JOURNAL OF YANGTZE RIVER SCIENTIFIC RESEARCH INSTI ›› 2016, Vol. 33 ›› Issue (7): 126-131.DOI: 10.11988/ckyyb.20150354

• HYDRAULIC STRUCTURE AND MATERIAL • Previous Articles     Next Articles

Regularity of Compressive Strength Deterioration and Grey Prediction of Concrete Corrosion in Ammonium Sulfate Solution

DENG Tong-fa1,2, PENG Jian1,2, OUYANG Bin3, ZHU Pei-dong1, LIN Huang1   

  1. 1.School of Architectural and Surveying & Mapping Engineering, Jiangxi University of Science and Technology, Ganzhou 341000,China;
    2.Jiangxi Provincial Key Laboratory of Environmental Geotechnical Engineering and Disaster Control, , Jiangxi University of Science and Technology, Ganzhou 341000,China;
    3. Jiangxi Wufang Architectural Design Co.Ltd.,Ganzhou 341000,China
  • Received:2015-04-26 Online:2016-07-01 Published:2016-07-11

Abstract: Corrosion tests were carried out by immersing concretes in ammonium sulfate solution of 5% concentration.
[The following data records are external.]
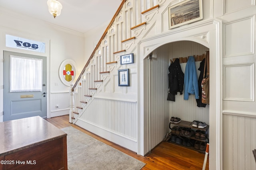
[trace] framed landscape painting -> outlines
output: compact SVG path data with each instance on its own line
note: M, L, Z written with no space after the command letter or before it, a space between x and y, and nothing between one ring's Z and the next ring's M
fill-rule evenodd
M202 0L186 0L168 8L169 29L203 19Z

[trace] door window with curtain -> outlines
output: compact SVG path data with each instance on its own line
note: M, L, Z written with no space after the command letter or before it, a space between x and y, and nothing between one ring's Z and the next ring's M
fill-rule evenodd
M43 60L10 56L10 92L42 91Z

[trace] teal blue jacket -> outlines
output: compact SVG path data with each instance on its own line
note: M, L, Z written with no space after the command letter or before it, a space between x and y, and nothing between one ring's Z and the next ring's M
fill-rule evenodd
M198 79L195 59L193 56L188 57L185 68L184 94L184 100L188 100L190 94L194 94L196 99L199 99Z

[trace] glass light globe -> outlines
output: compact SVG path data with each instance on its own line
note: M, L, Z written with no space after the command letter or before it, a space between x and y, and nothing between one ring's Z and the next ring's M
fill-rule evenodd
M47 1L49 12L53 16L54 18L60 14L62 6L56 0L48 0Z

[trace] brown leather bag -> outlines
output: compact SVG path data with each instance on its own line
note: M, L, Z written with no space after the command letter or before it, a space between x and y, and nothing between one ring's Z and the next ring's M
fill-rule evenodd
M204 63L204 78L202 81L202 102L205 104L210 104L210 59L209 51L206 51L206 56ZM206 74L206 67L207 72Z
The concretes are of different material compositions of water cement ratio, paste aggregate ratio and content of fly ash. The regularity of deterioration of compressive strength of immersed concretes during 0-120 d corrosion age were obtained. The grey correlation analysis method was used to research the influence of different factors on the compressive strength of concrete, and the GM (1,1) prediction model was established to forecast the service life and strength deterioration of the concretes in ammonium sulfate solution. Results show that the concretes with water cement ratio of 0.4, paste aggregate ratio of 0.28 and fly ash content of 10% have better anti-erosion performance. Moreover, the compressive strength of concretes declines significantly with the increases in water cement ratio, paste aggregate ratio and fly ash dosage. The prediction results by the GM(1,1) model indicate that the lifetimes of concretes with water cement ratio of 0.4, paste aggregate ratio of 0.28 and fly ash content of 10% increase by 247%, 125% and 74% than those of concretes with the same influence factors, respectively.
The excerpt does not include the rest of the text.